El ascensor es un bien común, así que su mantenimiento y reparación los paga la copropiedad con las cuotas de administración, el fondo de imprevistos o cuotas extraordinarias aprobadas en asamblea, en proporción a los coeficientes.
El ascensor es un bien común esencial de la edificación, no de un apartamento en particular. Por eso su mantenimiento preventivo, las reparaciones y, llegado el caso, su modernización o cambio los asume la persona jurídica de la copropiedad y se distribuyen entre todos los propietarios en proporción a sus coeficientes de copropiedad, tal como lo prevé la Ley 675 de 2001. No importa que usted viva en un primer piso y casi no lo use: el gasto de los bienes comunes esenciales se reparte entre todos, porque hacen parte del bien de dominio común.

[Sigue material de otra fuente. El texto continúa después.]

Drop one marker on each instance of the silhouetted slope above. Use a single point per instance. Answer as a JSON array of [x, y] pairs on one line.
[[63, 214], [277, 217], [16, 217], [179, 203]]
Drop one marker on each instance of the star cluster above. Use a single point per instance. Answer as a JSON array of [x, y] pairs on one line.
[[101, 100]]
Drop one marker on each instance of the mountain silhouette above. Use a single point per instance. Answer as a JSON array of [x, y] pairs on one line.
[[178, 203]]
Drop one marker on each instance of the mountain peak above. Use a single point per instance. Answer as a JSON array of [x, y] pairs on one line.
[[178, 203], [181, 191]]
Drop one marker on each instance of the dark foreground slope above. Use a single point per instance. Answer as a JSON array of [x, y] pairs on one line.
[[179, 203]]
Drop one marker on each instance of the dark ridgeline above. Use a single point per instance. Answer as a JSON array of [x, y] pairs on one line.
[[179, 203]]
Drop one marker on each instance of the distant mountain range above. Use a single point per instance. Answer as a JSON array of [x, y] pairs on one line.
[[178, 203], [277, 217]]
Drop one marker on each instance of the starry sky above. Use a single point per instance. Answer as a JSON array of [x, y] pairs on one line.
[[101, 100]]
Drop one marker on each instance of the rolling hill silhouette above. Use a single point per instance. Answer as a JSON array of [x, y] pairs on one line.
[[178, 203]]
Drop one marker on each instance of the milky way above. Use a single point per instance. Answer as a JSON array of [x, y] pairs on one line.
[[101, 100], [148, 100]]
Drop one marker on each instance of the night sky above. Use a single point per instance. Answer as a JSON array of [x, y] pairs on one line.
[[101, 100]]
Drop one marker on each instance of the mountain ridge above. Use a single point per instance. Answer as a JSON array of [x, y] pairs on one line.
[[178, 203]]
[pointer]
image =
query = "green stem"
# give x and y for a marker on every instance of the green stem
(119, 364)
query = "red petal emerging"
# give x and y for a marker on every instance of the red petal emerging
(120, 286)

El costo se cubre según su magnitud. El mantenimiento rutinario y las reparaciones menores salen del presupuesto ordinario financiado con las cuotas de administración. Las reparaciones mayores o urgentes que no estaban presupuestadas se pagan con el fondo de imprevistos, que la ley obliga a constituir con al menos el 1% del presupuesto anual de gastos. Y cuando se trata de una obra grande —por ejemplo, cambiar el ascensor o hacer una modernización costosa— normalmente se requiere una cuota extraordinaria aprobada por la asamblea.
La excepción es el daño causado por alguien en particular. Si un residente o un tercero avería el ascensor por mal uso —un trasteo que fuerza las puertas, alguien que salta dentro de la cabina, un objeto que se introduce y daña el mecanismo— esa persona responde por la reparación de ese daño concreto, por las reglas de la responsabilidad civil. Para cobrárselo hace falta prueba: cámaras, reporte de portería, testigos.
Un buen administrador mantiene un contrato de mantenimiento vigente con una empresa certificada y una póliza que ampare el equipo, porque el ascensor es además un asunto de seguridad. Si el ascensor lleva dañado mucho tiempo y afecta a residentes con movilidad reducida, adultos mayores o personas enfermas, la reparación deja de ser solo un tema de presupuesto y puede convertirse en un asunto de derechos fundamentales exigible incluso por tutela.